Program 4A: Linear Regression Analysis

Using a linked list, write a program to calculate the mean and standard deviation of a set of data

Given Requirements

 

Requirements:Write a program to calculate the linear regression size-estimating parameters for a set of n programs where historical object LOC and new and changed LOC are available. Linear regression and the required formulas are explained in section A7. Enhance the linked list of program 1A to hold the n data records, where each record holds two real numbers

Testing:Thoroughly test the program. At a minimum, use this program to calculate the beta parameters for three cases [taken from table D8 in the text and from programs 2A, 3A, 4A]... Prepare a report of your tests that includes a table of the planned and actual results from these tests in the format in table D9

 
--[Humphrey95] 

Table 4-1. Test Results Format-- Program 4A

TestExpected B0Expected B1Actual B0Actual B1
Table D8: Estimated Class vs Actual New and Changed LOC-22.551.7279  
Table D8: Estimated New and Changed LOC vs Actual New and Changed LOC-23.921.4310  
Program 2A: Estimated New and Changed LOC vs Actual New and Changed LOC    
Program 3A: Estimated New and Changed LOC vs Actual New and Changed LOC    
Program 4A: Estimated New and Changed LOC vs Actual New and Changed LOC    

Planning

My goodness! PSP1 comes complete with a very elaborate script for calculating linear regression parameters and evolving a complex size and time estimate. It's obvious that program 3a is intended to help, but it comes too late-- I wasted a great deal of time calculating the linear regression parameters by hand, and simply made an educated guess on the time estimate rather than running through the process again. This portion needs tools in a big way. I actually recommend to anyone learning the PSP that they get these tools ahead of time. I commend Humphrey on making tool construction part of the syllabus, but the tools are coming after they are needed at least once. Perhaps this is done to impress the student with the necessity of automation, but it has the unfortunate effect of artificially inflating the time spent in the planning phase (if the planning phase is incredibly long on one assignment because of hand calculations and shortened dramatically on the next due to automation, it will skew things a bit!).

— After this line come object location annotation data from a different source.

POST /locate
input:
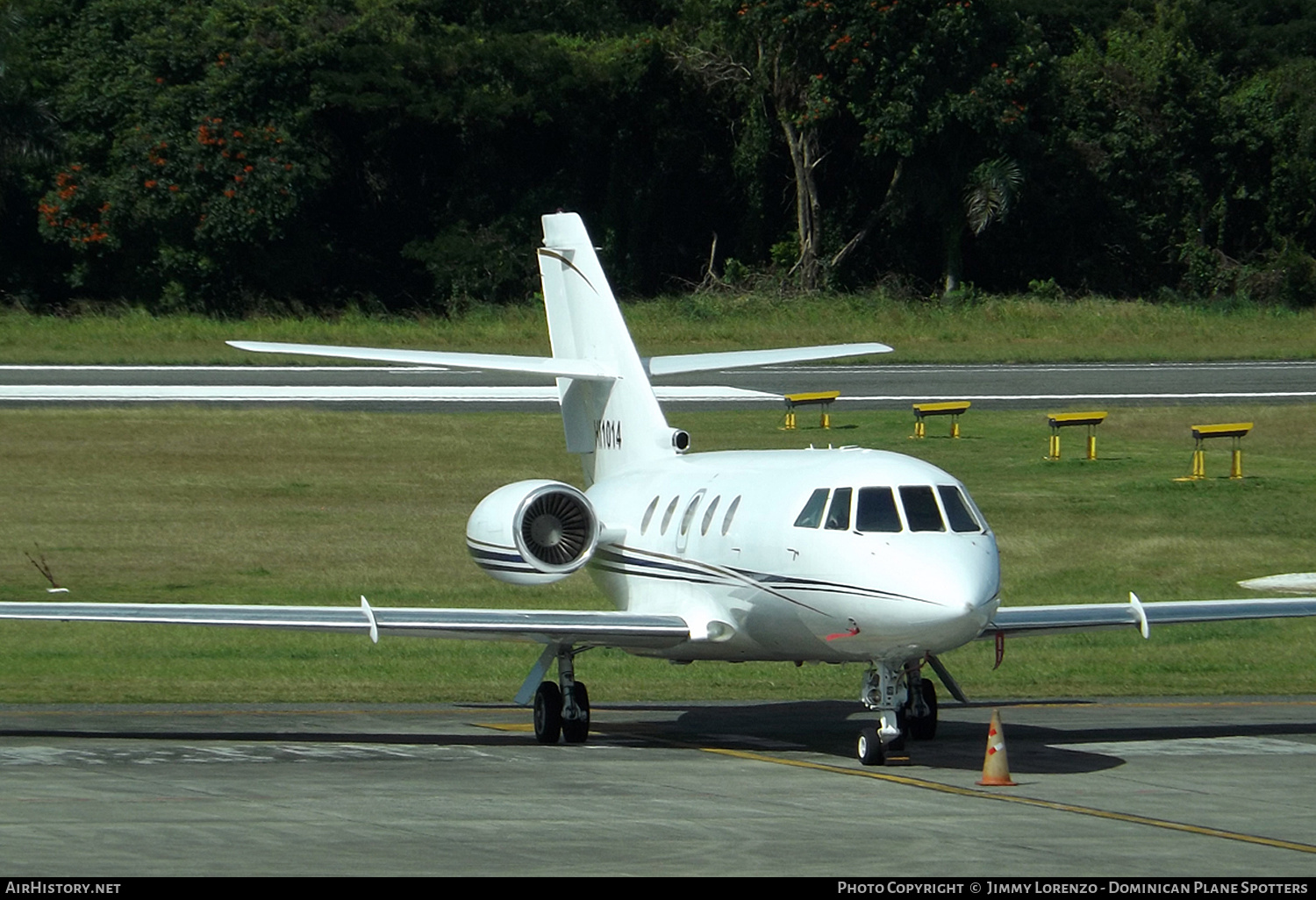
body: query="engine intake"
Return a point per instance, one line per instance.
(532, 532)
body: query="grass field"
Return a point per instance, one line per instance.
(287, 505)
(992, 329)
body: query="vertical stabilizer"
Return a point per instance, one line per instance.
(613, 425)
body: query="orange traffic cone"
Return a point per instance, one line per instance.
(995, 765)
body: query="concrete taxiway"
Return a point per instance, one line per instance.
(1105, 789)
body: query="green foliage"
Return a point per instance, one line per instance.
(237, 155)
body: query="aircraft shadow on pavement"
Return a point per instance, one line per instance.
(826, 728)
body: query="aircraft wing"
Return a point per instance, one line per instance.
(704, 362)
(345, 394)
(1089, 616)
(616, 629)
(589, 370)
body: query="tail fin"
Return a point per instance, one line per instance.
(613, 424)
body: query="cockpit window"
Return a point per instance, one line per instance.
(731, 515)
(812, 513)
(690, 512)
(839, 515)
(708, 516)
(921, 508)
(876, 511)
(649, 516)
(961, 518)
(666, 516)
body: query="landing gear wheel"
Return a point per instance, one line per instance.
(926, 726)
(576, 731)
(547, 713)
(870, 747)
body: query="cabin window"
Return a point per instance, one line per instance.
(666, 516)
(961, 518)
(708, 516)
(921, 508)
(839, 516)
(690, 512)
(812, 513)
(649, 516)
(876, 511)
(731, 515)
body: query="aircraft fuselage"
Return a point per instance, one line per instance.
(829, 555)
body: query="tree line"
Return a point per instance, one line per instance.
(242, 155)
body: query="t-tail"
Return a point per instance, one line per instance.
(610, 411)
(613, 423)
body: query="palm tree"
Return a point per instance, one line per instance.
(990, 194)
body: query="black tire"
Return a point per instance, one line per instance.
(926, 728)
(870, 747)
(576, 731)
(547, 713)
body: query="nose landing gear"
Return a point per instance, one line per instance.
(905, 704)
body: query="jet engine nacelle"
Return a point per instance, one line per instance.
(533, 532)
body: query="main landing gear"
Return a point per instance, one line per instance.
(905, 704)
(562, 710)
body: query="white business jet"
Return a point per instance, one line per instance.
(805, 555)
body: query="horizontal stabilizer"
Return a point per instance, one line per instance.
(707, 362)
(1089, 616)
(615, 629)
(544, 366)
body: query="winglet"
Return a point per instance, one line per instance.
(370, 618)
(1140, 615)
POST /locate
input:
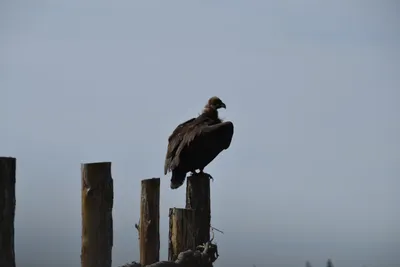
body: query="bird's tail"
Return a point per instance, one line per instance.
(177, 178)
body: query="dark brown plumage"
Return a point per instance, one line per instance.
(196, 142)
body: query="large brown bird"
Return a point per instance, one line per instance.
(196, 142)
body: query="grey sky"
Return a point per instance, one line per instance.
(313, 169)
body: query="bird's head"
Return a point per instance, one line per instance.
(216, 103)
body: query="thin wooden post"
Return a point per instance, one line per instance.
(149, 235)
(181, 232)
(7, 211)
(198, 198)
(97, 222)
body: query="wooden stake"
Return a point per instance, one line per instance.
(97, 222)
(181, 232)
(7, 211)
(198, 198)
(149, 235)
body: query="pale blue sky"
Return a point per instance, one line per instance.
(312, 172)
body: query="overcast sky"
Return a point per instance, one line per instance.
(312, 88)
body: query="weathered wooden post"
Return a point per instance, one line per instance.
(149, 235)
(198, 199)
(7, 211)
(181, 232)
(97, 223)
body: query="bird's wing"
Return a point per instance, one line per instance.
(173, 142)
(217, 137)
(220, 133)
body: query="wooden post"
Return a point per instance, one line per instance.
(97, 223)
(198, 198)
(149, 235)
(181, 232)
(7, 211)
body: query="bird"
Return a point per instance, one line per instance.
(196, 142)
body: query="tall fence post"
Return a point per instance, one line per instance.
(149, 235)
(198, 198)
(97, 222)
(181, 232)
(7, 211)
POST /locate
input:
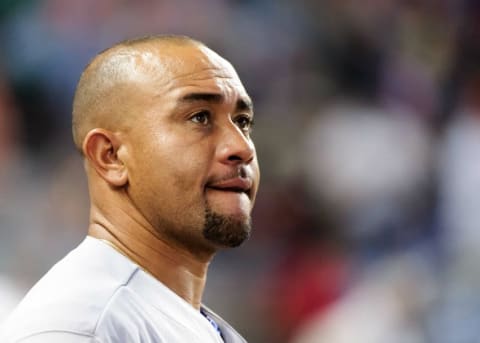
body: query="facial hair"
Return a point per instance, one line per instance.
(226, 231)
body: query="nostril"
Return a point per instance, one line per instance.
(234, 158)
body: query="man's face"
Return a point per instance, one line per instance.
(193, 171)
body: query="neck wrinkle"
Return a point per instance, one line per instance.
(177, 269)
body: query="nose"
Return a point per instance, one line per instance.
(235, 147)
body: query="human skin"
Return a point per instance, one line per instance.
(178, 147)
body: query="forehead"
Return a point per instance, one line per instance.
(188, 68)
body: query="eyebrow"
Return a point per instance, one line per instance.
(243, 104)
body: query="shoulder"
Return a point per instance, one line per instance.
(73, 296)
(59, 337)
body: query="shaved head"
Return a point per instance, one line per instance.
(102, 95)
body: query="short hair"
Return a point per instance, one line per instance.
(107, 71)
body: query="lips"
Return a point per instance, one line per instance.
(237, 185)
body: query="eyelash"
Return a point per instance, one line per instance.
(206, 115)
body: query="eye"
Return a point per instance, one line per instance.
(202, 118)
(244, 122)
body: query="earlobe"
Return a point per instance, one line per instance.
(101, 149)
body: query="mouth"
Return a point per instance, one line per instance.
(234, 185)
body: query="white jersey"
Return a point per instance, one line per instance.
(97, 295)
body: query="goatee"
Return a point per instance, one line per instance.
(226, 231)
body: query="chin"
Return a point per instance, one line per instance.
(226, 230)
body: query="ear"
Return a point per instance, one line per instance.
(101, 147)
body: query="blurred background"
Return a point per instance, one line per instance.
(366, 227)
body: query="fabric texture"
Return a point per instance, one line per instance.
(97, 295)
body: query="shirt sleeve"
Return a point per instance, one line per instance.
(59, 337)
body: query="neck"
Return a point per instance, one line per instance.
(176, 268)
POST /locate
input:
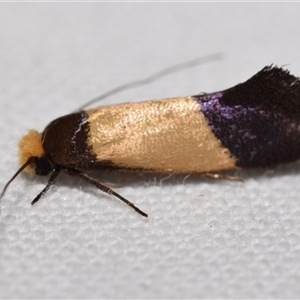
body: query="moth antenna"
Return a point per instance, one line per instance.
(106, 189)
(26, 164)
(160, 74)
(51, 181)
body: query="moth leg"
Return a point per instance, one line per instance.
(221, 176)
(108, 190)
(51, 181)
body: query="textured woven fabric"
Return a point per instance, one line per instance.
(203, 238)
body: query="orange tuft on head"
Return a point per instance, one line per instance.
(30, 145)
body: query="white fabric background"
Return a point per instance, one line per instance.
(203, 238)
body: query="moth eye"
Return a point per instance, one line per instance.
(43, 166)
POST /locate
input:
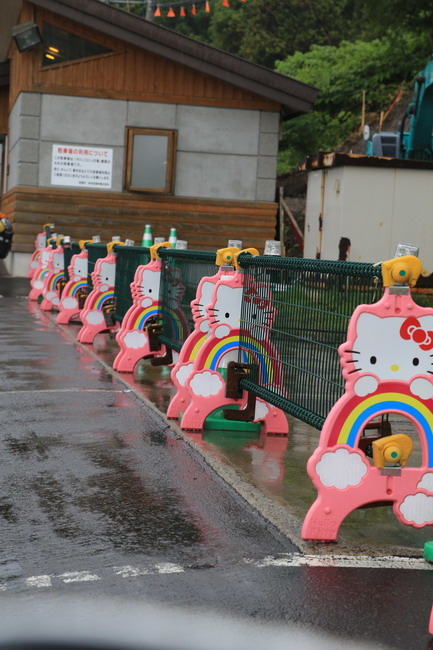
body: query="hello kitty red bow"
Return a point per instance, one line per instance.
(412, 330)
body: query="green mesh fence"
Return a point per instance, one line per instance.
(295, 314)
(183, 270)
(68, 253)
(95, 251)
(128, 258)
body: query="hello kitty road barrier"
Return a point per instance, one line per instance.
(77, 288)
(132, 337)
(194, 342)
(206, 383)
(96, 314)
(54, 281)
(387, 364)
(40, 243)
(37, 281)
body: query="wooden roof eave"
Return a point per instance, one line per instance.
(296, 97)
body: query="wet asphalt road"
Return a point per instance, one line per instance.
(99, 499)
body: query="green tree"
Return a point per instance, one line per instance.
(342, 74)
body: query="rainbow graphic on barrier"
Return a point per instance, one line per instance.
(158, 311)
(40, 275)
(353, 418)
(55, 280)
(251, 350)
(77, 286)
(195, 350)
(103, 298)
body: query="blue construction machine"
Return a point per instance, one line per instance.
(417, 142)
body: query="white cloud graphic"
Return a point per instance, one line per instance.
(341, 469)
(426, 483)
(417, 509)
(95, 317)
(184, 372)
(135, 340)
(422, 388)
(206, 383)
(69, 302)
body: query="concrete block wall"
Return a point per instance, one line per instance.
(221, 153)
(24, 141)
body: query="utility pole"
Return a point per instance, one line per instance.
(149, 10)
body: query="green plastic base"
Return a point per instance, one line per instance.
(216, 422)
(428, 551)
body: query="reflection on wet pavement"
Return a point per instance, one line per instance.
(277, 466)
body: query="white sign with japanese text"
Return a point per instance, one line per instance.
(81, 166)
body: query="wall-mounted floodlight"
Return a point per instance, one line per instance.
(26, 36)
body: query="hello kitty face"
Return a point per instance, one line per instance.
(149, 287)
(79, 269)
(226, 311)
(41, 241)
(203, 300)
(107, 274)
(45, 258)
(391, 349)
(58, 261)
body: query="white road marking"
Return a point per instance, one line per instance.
(39, 581)
(282, 561)
(78, 576)
(168, 567)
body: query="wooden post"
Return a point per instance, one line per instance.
(363, 111)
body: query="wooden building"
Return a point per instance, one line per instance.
(113, 122)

I'm planning on reusing the number_list and simple_input_parser classes from program 1A; through the estimation script (which I think is artificially inflating estimates from programs 2A and 3A, which ended up significantly larger than expected), I'm estimating (through the PROBE process) 143 new LOC, and (through analogy and guessing) about 2 hours of development time.

Development

Design

The design will differ very slightly from that evidenced by the conceptual design used in planning. I will indeed reuse the number_list class from lesson 1, but will delete i/o functionality from it, creating a paired_number_list class, which holds two number_lists. I'm removing the I/O in order to refactor it into a new class, and taking two lists of single numbers as it will work better than adapting the original class to hold pairs of numbers, because the original mean() functionality will be easily encapsulated (and we use the means of each runs in the linear regression calculations).

The i/o will be brought in by reusing the simple_input_parser class from programs 2A and 3A. A third class will mix the two using multiple inheritance (paired_number_list_reader), interpreting an i/o stream as a set of comma-separated value lines in the form of x,y. The main program will require very minor changes (new instantiation, new printing instructions).

Code

Not too bad; this was a fairly straightforward adaptation of the design. I did discover that I'd been doing the beta calculations for my estimate incorrectly; now, of course, I have a tool to automate this for next time.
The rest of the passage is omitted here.